Far better put and researched than I could ever do. And completely factual, backed up, with evidence across ‘faiths’ and ‘beliefs’ in how we as individuals can influence our own brain, or let lt be influenced by others.The neuroscientists Mark Waldman and Andrew Newberg have published several books demonstrating the neurological benefits of contemplative spirutual practices such as prayer and meditation. In one study, they scanned the brains of American Buddhists practising a form of Tibetan meditation and Franciscan nuns engaged in contemplative prayer and found that there was both an increase and decrease in the neural activity of the same parts of the brain in their experimental subjects, which suggests that at this level of explanation (the purely physical) there may be a common core to this type of experience, in spite of the fact that we are talking about two contrasting traditions that are respectively non-theistic and theistic in terms of their ontological truth-claims.
The authors conclude that, 'Our brain scan studies of contemplative forms of Buddhist and Christian meditation show that when activity in the parietal areas decreases, a sense of timelessness and spacelessness emerges. This allows the meditator to feel at one with the object of contemplation: God, the universe, peacefulness or any other object on which he or she focuses.'
Michael Pollan’s book on the therapeutic use of psychedelics (also referenced upthread) highlights some important recent research into the neural correlates of psilocybin-induced mystical experience, which notes a similarly characteristic sense of ego-loss or ego dissolution. Brain activity during this experience correlates similarly with the findings of Newberg and Waldman.
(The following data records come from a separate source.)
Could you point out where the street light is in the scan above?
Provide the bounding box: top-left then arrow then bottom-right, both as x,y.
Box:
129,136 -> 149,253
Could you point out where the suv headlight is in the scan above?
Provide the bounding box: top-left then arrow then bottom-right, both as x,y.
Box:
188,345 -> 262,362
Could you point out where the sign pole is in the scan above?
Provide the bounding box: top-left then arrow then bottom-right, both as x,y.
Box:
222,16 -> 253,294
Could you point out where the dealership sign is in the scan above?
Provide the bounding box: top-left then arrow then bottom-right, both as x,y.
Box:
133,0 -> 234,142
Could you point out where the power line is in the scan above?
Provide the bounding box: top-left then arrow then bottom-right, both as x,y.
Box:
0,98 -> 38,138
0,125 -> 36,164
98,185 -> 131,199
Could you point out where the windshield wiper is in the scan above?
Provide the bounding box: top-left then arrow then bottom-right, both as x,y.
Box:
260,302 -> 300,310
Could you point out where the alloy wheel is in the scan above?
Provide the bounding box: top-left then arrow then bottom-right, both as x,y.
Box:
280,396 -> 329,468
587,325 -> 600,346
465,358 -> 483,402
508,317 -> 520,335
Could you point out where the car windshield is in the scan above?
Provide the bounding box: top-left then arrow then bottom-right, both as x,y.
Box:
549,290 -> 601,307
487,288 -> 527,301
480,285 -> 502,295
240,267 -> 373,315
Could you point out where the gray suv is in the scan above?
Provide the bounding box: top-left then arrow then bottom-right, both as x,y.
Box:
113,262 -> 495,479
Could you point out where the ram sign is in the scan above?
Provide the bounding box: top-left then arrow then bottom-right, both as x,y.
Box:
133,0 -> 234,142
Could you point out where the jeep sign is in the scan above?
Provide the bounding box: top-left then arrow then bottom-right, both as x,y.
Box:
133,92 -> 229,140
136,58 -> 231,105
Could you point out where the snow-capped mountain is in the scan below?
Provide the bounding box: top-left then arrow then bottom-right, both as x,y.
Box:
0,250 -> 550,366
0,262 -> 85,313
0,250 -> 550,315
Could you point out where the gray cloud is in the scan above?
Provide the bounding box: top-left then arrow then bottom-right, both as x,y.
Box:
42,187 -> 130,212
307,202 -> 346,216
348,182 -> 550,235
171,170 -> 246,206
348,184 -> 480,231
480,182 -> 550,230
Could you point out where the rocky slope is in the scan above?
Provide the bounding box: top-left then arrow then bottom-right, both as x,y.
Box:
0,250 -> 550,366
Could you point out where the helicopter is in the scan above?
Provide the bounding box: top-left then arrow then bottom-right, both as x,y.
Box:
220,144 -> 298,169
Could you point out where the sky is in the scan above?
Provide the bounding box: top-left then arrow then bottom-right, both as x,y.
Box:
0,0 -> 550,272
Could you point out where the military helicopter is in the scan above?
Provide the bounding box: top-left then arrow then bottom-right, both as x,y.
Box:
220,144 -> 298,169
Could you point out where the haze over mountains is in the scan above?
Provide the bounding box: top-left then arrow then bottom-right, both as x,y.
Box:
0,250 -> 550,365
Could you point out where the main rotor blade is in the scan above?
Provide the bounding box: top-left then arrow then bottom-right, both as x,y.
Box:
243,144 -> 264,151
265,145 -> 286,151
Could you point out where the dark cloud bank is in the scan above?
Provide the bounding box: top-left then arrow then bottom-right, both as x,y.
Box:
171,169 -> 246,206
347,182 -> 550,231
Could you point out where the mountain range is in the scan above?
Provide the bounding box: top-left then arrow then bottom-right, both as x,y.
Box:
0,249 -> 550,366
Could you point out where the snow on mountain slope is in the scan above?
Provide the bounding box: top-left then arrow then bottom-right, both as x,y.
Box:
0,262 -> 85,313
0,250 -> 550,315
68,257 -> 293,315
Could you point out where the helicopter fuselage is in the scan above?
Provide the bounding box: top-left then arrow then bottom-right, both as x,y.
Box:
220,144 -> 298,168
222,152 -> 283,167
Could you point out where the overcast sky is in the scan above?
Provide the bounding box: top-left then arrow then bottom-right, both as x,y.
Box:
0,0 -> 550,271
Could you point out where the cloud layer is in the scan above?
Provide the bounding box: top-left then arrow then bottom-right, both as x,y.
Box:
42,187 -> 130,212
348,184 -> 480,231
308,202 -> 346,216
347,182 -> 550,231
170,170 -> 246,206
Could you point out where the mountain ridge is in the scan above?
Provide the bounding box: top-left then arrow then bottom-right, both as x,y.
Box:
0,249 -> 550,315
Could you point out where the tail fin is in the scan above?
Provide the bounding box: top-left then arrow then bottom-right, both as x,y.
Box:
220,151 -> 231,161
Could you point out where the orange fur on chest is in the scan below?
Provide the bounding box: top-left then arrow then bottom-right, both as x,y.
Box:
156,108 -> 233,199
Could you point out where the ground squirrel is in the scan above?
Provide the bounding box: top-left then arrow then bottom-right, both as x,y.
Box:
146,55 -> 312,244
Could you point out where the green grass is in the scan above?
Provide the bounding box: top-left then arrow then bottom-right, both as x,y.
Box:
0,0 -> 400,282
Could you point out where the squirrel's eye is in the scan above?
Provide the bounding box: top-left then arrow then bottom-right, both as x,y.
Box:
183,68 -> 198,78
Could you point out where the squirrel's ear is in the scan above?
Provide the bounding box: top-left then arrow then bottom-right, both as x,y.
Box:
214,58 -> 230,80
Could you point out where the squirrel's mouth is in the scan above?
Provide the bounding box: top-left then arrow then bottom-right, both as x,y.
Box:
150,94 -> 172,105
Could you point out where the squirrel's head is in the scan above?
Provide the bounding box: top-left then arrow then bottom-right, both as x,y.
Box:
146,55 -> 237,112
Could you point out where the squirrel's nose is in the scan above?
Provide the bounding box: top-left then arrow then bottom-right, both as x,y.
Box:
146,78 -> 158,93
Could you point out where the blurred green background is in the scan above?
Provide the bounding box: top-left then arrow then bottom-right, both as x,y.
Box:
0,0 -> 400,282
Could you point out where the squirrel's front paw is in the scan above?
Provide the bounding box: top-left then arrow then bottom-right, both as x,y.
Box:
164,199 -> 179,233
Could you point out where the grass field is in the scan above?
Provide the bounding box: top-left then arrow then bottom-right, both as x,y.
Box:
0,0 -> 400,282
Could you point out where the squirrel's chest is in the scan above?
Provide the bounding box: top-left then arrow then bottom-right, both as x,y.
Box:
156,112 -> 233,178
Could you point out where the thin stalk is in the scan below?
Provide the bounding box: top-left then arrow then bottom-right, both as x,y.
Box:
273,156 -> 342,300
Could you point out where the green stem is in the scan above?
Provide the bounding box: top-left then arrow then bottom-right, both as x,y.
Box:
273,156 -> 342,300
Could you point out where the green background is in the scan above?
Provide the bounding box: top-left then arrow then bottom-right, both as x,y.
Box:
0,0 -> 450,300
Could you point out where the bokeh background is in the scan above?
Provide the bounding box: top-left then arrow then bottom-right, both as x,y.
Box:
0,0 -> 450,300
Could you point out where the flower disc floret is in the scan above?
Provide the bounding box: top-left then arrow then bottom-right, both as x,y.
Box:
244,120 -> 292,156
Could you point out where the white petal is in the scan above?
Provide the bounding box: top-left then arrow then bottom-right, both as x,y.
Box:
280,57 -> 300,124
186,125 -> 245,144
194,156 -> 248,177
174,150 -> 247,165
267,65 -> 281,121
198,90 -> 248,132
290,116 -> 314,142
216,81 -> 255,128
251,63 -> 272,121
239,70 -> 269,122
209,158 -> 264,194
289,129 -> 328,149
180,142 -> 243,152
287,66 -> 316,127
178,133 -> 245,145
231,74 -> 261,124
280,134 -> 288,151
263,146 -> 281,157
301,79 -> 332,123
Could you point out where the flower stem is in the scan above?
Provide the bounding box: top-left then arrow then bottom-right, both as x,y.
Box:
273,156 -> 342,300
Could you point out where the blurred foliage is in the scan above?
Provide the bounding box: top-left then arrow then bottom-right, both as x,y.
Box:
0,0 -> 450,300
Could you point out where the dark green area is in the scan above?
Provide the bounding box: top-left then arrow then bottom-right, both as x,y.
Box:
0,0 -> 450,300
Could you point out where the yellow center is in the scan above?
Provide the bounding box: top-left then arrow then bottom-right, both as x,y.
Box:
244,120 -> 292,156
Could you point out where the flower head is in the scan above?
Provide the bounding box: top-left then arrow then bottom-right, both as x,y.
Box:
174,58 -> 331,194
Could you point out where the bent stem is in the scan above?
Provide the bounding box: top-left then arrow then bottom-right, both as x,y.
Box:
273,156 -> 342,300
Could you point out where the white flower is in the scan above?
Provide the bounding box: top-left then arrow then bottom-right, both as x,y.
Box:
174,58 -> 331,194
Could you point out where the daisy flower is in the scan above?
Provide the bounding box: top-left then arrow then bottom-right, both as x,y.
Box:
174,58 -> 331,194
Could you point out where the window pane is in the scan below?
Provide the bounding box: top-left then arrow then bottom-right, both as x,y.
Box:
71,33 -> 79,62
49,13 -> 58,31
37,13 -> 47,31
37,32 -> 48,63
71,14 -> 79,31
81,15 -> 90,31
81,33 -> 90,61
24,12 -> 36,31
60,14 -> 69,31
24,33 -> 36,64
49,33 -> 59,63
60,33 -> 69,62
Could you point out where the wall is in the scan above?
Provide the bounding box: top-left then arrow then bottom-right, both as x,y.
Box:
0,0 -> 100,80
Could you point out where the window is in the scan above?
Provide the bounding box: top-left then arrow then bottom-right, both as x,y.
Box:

So how is this good for you?
Ongoing clinical trials at institutions like New York University, Johns Hopkins University in Baltimore, and Imperial College in London are yielding some dramatic findings, namely, that a one-off, carefully controlled drug-induced mystical experience can have entirely benevolent and profoundly transformative effects on patients who are struggling with addiction, anxiety, depression, and a diagnosis of terminal cancer. For example, in trials at NYU and Hopkins, 80 per cent of cancer patients exhibited clinically significant reductions in standard measures of anxiety and depression, an effect that was maintained for at least six months after having been given a dose of psilocybin.
Sara Lazar at Harvard further confirms the benefits of regular meditation:
The copious literature on Mindfulness Based Cognitive Therapy has also demonstrated its considerable benefits for those suffering from chronic pain, anxiety, depression, and other conditions.
Now it is arguable that intensive spiritual practice is at the very heart of faith. As I have stated in other posts in this thread, the great mystics who can be found in all the major religious traditions all speak of a sense of unity with something greater than themselves.
Anyway, it seems to me undeniable that spirituality can confer benefits in terms of both psychological and physical health.
What I think draws ire from atheists and sceptics who see no value whatsoever in religion is arguably something quite different from this and is more to do with the content of allegedly 'revelatory' scripture that makes absurd, frequently mythically-based truth-claims that fly in the face of what we know about science, and is typically accompanied by the assertion that there is some kind of punitive, vindictive, deity who is getting his knickers in a twist about what we get up to down here and will consign us all to a fiery fate if we don't.
I would be happily join with attacks on religion in that sense. But as I have shown above, there is an entire other sense of 'religion' that might actually be better described as 'spirituality' and that certainly seems to have something going for it.